To comply with copyright regulations, we provide URLs rather than distributing full lyrics, and reconstruct each line using a compact representation. For English lyrics, we split lines by spaces and record the first letter of each word along with the first and last words (e.g., "Remember me though I have to say goodbye" → ["RmtIhtsg", "Remember", "goodbye"]). For Japanese lyrics, where spacing doesn't naturally separate words, we use morphological analysis tools like MeCab to tokenize the text, then create similar compact representations to enable accurate restoration when the corresponding URL is accessed.

Method: SylAVL-CoT

Syllable-Constrained Audio-Video LLM with Chain-of-Thought

Figure 4: SylAVL-CoT pipeline for lyrics translation.This three-step process segments syllables utilizing audio, translates using video context, and iteratively refines the output to match original syllable counts.

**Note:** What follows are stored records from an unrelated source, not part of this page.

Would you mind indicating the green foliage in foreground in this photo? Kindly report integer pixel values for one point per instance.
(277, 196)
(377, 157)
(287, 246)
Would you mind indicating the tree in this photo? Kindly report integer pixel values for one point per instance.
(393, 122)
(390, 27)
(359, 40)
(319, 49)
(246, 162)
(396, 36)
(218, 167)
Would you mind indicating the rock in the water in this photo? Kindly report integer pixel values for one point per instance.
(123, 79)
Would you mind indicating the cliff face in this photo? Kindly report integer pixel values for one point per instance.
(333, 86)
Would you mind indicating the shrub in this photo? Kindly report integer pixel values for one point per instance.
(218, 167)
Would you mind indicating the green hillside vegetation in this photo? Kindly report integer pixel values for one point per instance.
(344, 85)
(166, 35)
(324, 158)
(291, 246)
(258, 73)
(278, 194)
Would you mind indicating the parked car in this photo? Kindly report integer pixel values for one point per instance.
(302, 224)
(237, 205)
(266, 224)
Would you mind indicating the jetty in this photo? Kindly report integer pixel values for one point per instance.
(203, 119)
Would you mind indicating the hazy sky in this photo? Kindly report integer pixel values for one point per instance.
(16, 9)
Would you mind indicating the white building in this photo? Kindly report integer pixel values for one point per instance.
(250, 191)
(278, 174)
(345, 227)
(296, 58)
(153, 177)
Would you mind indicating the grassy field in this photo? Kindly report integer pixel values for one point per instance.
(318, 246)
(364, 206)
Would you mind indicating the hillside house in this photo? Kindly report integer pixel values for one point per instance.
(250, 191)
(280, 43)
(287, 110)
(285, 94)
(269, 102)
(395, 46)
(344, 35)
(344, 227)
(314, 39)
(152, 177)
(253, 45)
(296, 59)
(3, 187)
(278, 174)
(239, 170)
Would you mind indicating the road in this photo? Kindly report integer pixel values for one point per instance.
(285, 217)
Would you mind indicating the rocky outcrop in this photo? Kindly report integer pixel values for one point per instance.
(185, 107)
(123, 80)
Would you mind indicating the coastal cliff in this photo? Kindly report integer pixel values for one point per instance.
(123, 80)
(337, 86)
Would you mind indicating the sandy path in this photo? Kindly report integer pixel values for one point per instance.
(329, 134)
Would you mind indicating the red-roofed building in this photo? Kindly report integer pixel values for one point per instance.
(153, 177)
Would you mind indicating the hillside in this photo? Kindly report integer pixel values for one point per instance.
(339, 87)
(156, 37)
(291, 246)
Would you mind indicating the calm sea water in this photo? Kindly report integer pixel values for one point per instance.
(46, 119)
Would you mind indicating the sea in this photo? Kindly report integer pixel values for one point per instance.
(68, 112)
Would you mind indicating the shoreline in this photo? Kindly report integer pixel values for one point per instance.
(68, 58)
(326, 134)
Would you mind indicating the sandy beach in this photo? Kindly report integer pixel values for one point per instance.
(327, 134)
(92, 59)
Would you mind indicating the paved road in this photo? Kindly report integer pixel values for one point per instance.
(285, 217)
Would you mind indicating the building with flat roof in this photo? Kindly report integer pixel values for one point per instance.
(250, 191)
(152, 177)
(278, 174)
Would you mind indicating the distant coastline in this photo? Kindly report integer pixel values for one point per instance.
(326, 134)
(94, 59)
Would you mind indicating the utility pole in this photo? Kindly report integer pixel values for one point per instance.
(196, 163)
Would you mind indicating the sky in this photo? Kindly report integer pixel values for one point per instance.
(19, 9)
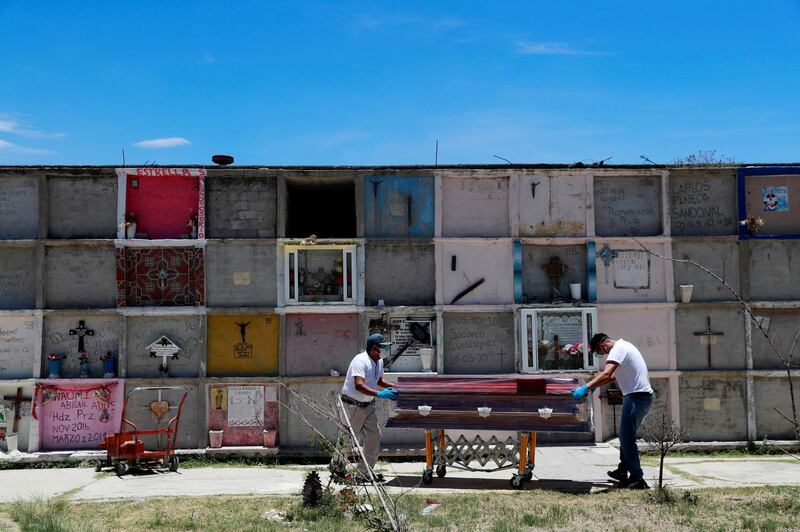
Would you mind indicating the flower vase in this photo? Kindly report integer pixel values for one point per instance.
(54, 368)
(108, 368)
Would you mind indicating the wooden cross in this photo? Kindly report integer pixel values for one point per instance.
(17, 400)
(81, 331)
(708, 338)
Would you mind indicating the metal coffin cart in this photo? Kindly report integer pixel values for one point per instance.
(525, 404)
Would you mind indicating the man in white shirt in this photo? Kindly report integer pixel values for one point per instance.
(359, 391)
(626, 365)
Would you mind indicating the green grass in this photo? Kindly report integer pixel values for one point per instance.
(764, 508)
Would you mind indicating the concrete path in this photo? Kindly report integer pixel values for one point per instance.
(572, 469)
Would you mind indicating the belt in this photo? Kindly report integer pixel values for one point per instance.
(349, 400)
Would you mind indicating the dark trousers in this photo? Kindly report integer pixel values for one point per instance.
(634, 408)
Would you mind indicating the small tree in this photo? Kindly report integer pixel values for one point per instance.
(663, 434)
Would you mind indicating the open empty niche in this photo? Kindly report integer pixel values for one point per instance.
(320, 206)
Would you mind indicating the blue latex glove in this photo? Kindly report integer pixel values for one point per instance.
(388, 393)
(579, 394)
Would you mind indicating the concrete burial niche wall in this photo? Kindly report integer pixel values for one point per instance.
(721, 257)
(63, 333)
(475, 207)
(400, 274)
(19, 207)
(187, 332)
(627, 205)
(632, 275)
(771, 394)
(782, 325)
(10, 393)
(398, 206)
(17, 277)
(536, 284)
(18, 341)
(702, 201)
(649, 328)
(77, 414)
(317, 343)
(713, 409)
(147, 409)
(696, 327)
(82, 206)
(243, 345)
(80, 277)
(240, 206)
(552, 205)
(163, 204)
(243, 411)
(241, 274)
(149, 277)
(774, 269)
(478, 343)
(462, 264)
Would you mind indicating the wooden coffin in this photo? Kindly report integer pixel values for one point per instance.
(517, 402)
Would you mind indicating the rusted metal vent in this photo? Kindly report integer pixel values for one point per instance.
(222, 160)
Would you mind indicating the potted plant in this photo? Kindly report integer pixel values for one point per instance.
(83, 360)
(108, 365)
(54, 362)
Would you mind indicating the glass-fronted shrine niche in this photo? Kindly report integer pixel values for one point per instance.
(557, 339)
(320, 274)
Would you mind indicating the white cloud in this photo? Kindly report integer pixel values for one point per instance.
(13, 127)
(551, 48)
(16, 148)
(157, 144)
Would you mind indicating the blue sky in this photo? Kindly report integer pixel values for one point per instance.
(310, 82)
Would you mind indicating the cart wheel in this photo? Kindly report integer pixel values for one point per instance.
(121, 467)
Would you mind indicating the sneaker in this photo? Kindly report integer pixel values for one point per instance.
(638, 484)
(619, 475)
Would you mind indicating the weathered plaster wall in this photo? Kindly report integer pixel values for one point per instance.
(318, 343)
(475, 207)
(17, 277)
(721, 257)
(650, 329)
(19, 206)
(491, 260)
(702, 201)
(240, 206)
(536, 285)
(400, 274)
(478, 342)
(80, 277)
(241, 274)
(57, 339)
(771, 394)
(18, 344)
(729, 350)
(187, 332)
(552, 204)
(82, 206)
(627, 205)
(773, 268)
(243, 345)
(714, 409)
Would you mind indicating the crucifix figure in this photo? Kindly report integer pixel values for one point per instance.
(555, 270)
(81, 331)
(708, 338)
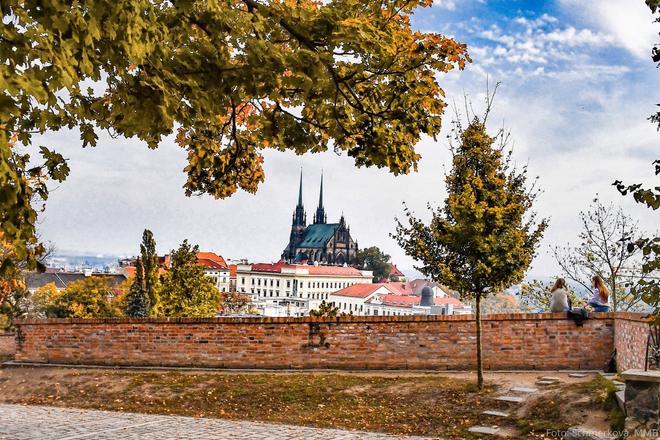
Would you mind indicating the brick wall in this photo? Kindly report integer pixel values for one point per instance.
(7, 344)
(631, 331)
(511, 341)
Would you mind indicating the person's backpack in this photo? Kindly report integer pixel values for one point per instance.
(578, 315)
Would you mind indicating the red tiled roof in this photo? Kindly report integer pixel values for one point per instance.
(213, 257)
(400, 288)
(440, 301)
(269, 267)
(359, 290)
(395, 272)
(312, 270)
(210, 264)
(400, 300)
(413, 300)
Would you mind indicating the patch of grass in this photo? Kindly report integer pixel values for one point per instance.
(567, 406)
(428, 405)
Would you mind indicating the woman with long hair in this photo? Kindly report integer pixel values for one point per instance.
(559, 301)
(601, 295)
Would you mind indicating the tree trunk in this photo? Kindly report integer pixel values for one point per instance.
(480, 364)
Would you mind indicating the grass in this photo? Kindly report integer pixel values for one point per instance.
(401, 404)
(420, 405)
(567, 406)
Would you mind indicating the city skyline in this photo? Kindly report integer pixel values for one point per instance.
(590, 131)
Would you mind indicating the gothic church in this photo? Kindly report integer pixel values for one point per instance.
(320, 242)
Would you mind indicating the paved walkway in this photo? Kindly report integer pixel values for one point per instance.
(41, 422)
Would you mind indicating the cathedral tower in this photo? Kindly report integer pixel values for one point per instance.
(320, 217)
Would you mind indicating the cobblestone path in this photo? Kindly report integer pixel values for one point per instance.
(18, 422)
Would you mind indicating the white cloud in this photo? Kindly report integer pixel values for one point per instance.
(449, 5)
(629, 22)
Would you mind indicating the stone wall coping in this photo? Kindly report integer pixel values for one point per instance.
(641, 375)
(340, 319)
(633, 316)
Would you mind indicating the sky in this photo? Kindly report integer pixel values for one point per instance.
(577, 86)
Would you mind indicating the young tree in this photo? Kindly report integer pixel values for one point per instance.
(137, 303)
(234, 303)
(484, 238)
(149, 259)
(648, 289)
(372, 258)
(235, 77)
(41, 300)
(186, 291)
(90, 297)
(603, 250)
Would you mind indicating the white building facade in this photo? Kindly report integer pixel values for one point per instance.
(385, 299)
(281, 289)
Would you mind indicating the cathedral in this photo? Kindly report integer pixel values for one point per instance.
(320, 242)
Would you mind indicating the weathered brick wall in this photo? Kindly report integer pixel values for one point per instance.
(511, 341)
(631, 331)
(7, 344)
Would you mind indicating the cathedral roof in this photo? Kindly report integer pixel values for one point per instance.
(317, 235)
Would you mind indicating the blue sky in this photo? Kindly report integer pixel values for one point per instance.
(577, 87)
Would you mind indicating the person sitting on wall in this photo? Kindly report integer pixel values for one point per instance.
(600, 298)
(559, 301)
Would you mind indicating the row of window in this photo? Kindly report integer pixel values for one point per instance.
(355, 308)
(310, 284)
(270, 293)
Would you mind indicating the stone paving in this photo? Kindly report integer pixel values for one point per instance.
(19, 422)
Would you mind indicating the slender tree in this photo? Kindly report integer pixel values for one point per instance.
(372, 258)
(90, 297)
(484, 237)
(149, 260)
(137, 303)
(186, 291)
(603, 250)
(232, 78)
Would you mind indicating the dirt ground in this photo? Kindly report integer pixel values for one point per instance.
(428, 404)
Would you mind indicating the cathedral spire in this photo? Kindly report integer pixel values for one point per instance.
(299, 213)
(320, 216)
(300, 189)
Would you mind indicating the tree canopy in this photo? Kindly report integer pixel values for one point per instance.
(602, 249)
(232, 78)
(485, 236)
(90, 297)
(185, 291)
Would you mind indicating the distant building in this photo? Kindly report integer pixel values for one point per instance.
(387, 299)
(396, 274)
(62, 279)
(215, 267)
(320, 242)
(282, 289)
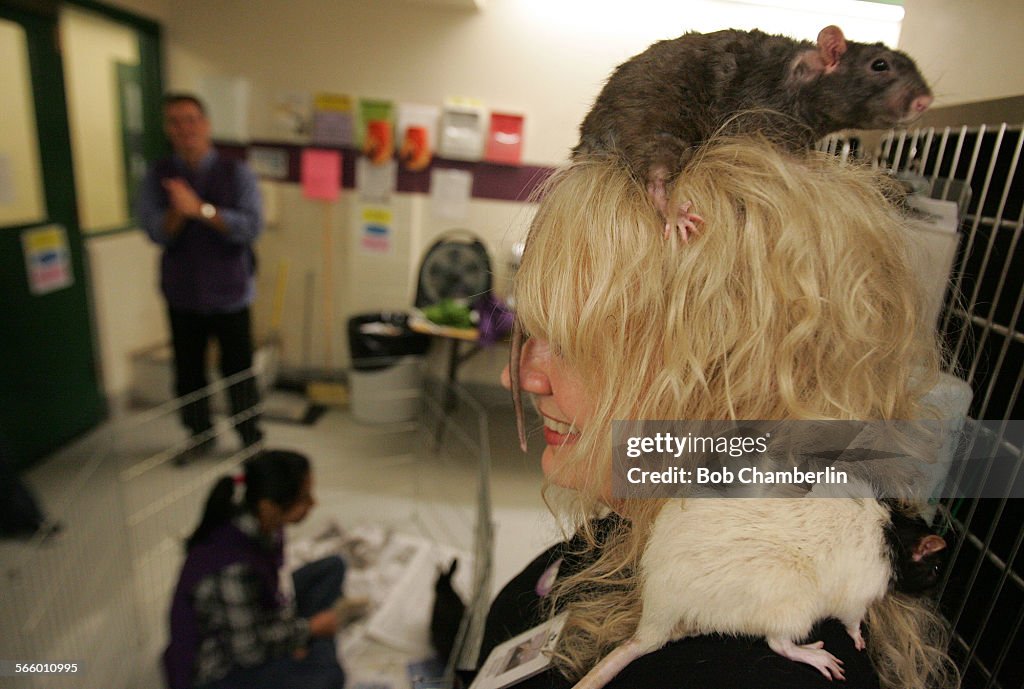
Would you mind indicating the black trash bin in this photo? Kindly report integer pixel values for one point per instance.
(385, 383)
(379, 340)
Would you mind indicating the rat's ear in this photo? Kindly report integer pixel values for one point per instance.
(832, 45)
(806, 68)
(927, 546)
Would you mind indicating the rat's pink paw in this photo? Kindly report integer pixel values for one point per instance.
(686, 223)
(858, 638)
(813, 654)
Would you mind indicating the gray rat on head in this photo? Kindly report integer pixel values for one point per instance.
(658, 106)
(773, 567)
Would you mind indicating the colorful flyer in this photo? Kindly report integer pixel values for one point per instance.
(333, 120)
(377, 223)
(505, 138)
(418, 134)
(321, 174)
(47, 259)
(377, 130)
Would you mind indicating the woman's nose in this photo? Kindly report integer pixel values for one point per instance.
(535, 360)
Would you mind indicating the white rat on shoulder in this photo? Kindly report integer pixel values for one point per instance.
(772, 567)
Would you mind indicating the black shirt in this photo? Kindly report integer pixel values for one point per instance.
(715, 661)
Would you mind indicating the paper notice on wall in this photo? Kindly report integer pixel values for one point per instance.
(377, 229)
(321, 174)
(450, 192)
(47, 259)
(268, 163)
(7, 196)
(463, 130)
(334, 118)
(376, 182)
(227, 105)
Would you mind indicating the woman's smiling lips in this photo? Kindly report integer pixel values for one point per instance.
(558, 433)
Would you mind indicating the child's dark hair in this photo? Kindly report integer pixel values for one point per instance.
(276, 475)
(180, 96)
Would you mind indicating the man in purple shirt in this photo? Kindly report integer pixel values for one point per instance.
(205, 211)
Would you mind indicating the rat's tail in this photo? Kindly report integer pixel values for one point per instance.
(907, 644)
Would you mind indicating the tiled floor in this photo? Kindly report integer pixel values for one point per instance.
(124, 514)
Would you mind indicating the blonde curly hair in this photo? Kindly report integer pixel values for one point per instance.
(796, 301)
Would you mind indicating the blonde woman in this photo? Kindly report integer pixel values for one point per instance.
(796, 301)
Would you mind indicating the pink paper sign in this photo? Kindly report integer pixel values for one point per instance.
(321, 174)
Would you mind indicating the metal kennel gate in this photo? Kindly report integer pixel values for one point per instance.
(982, 595)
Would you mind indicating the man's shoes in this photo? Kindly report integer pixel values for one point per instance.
(250, 437)
(196, 451)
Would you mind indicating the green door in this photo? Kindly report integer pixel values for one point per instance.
(49, 389)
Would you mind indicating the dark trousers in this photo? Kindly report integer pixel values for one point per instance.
(317, 586)
(190, 334)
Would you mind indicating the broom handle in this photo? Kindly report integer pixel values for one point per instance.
(328, 287)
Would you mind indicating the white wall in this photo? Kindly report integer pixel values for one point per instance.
(546, 58)
(970, 51)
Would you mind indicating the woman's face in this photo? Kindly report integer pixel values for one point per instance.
(561, 399)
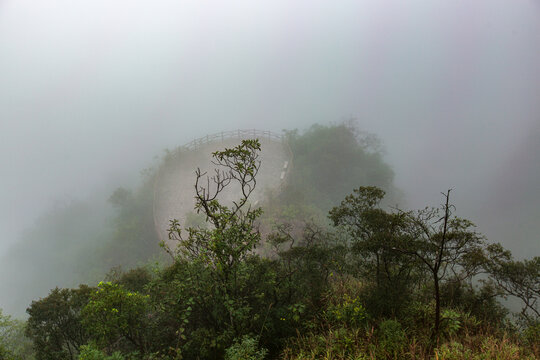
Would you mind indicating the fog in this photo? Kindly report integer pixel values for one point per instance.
(92, 91)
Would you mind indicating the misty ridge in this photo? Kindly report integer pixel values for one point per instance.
(333, 232)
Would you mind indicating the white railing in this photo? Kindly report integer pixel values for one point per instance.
(234, 134)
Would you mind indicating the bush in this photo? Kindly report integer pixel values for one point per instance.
(246, 349)
(392, 338)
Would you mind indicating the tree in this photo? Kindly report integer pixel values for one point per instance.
(54, 324)
(115, 315)
(233, 234)
(446, 246)
(223, 247)
(433, 240)
(375, 234)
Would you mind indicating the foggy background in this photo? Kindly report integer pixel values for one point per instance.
(92, 91)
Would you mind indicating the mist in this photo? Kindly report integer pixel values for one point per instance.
(91, 92)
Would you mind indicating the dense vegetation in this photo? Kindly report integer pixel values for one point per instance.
(373, 283)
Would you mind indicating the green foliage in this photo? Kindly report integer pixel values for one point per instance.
(115, 316)
(246, 349)
(329, 161)
(89, 352)
(54, 323)
(14, 345)
(348, 312)
(391, 338)
(318, 294)
(375, 235)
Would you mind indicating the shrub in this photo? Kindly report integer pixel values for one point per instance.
(246, 349)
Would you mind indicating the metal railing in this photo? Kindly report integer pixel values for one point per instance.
(234, 134)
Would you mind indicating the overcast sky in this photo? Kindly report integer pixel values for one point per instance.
(91, 91)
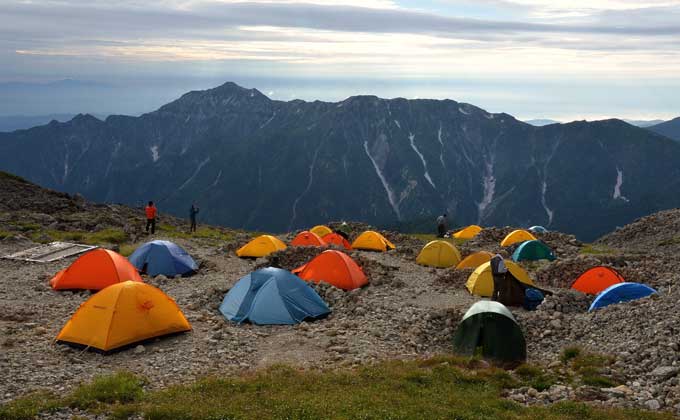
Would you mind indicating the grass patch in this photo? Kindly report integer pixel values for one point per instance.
(437, 388)
(536, 377)
(30, 406)
(569, 353)
(203, 232)
(591, 249)
(119, 388)
(672, 241)
(427, 237)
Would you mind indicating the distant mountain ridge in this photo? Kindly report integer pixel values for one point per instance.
(257, 163)
(670, 129)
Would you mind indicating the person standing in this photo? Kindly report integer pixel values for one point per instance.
(193, 211)
(151, 213)
(442, 225)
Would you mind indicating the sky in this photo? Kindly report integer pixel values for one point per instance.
(529, 58)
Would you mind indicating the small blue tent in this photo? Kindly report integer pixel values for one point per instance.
(272, 296)
(533, 251)
(538, 229)
(162, 257)
(621, 292)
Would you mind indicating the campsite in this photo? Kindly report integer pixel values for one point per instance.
(393, 304)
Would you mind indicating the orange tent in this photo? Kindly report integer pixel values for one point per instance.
(123, 314)
(94, 271)
(337, 239)
(475, 260)
(307, 238)
(596, 279)
(333, 267)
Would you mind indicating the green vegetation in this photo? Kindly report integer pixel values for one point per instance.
(203, 232)
(440, 387)
(536, 377)
(427, 237)
(102, 237)
(673, 241)
(121, 387)
(596, 250)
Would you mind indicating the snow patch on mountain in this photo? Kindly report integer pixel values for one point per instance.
(411, 138)
(307, 188)
(549, 212)
(617, 187)
(441, 142)
(489, 185)
(154, 153)
(390, 193)
(198, 169)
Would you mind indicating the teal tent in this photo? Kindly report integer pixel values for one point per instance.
(490, 326)
(532, 251)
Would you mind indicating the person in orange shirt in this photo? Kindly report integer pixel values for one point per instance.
(151, 217)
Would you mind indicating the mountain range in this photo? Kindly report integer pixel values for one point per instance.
(252, 162)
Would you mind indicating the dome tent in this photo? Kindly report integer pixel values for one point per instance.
(596, 279)
(492, 327)
(468, 232)
(338, 240)
(517, 236)
(480, 282)
(123, 314)
(261, 246)
(532, 251)
(306, 238)
(321, 230)
(333, 267)
(95, 270)
(372, 241)
(621, 292)
(475, 260)
(163, 257)
(272, 296)
(441, 254)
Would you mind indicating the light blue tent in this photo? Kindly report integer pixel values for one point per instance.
(162, 257)
(532, 251)
(621, 292)
(272, 296)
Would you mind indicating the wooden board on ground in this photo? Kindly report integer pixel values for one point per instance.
(50, 252)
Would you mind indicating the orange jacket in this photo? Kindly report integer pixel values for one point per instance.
(150, 212)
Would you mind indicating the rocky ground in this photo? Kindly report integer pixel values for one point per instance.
(406, 311)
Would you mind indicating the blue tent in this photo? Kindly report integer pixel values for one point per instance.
(162, 257)
(533, 251)
(272, 296)
(538, 229)
(621, 292)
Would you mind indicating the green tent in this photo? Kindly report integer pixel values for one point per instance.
(491, 326)
(533, 251)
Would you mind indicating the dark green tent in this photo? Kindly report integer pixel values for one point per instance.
(490, 326)
(533, 251)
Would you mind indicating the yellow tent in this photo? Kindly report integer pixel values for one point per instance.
(480, 281)
(261, 246)
(468, 232)
(372, 241)
(440, 254)
(122, 314)
(517, 236)
(321, 230)
(475, 260)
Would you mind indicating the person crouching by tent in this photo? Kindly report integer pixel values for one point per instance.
(442, 226)
(193, 211)
(151, 213)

We leverage Gemini 2.0 Flash with Chain-of-Thought (CoT) reasoning to integrate multimodal cues and enforce syllable constraints. Our SylAVL-CoT follows a three-step process to ensure singable translations:

Identify Core Lyric and Perform Syllable Segmentation: The model locates the relevant audio segment for each lyric line and segments it into syllables based on audible breaks, creating a structural template that maintains the original rhythm and singability.
Generate Target Translation Using Video Context: Visual cues from the video (thematic elements, animation style, cultural context) guide the translation to capture not only literal meaning but also imagery and artistic nuances, while preserving the original syllable count for musical flow.
Iterate and Refine the Translation: The model iteratively adjusts the translation through paraphrasing and reordering to achieve the target syllable count while maintaining cultural appropriateness and linguistic coherence, especially challenging when translating between languages with different structures.

Results

Figure 5: Qualitative examples of SylAVL-CoT compared with baseline methods

We present various qualitative results, as shown in Figure 5. SylAVL-CoT successfully preserves both the original meaning and syllable structure, ensuring singability across different language pairs. The examples demonstrate how our method maintains semantic coherence while adhering to rhythmic constraints, producing translations that are natural and culturally appropriate for the target language.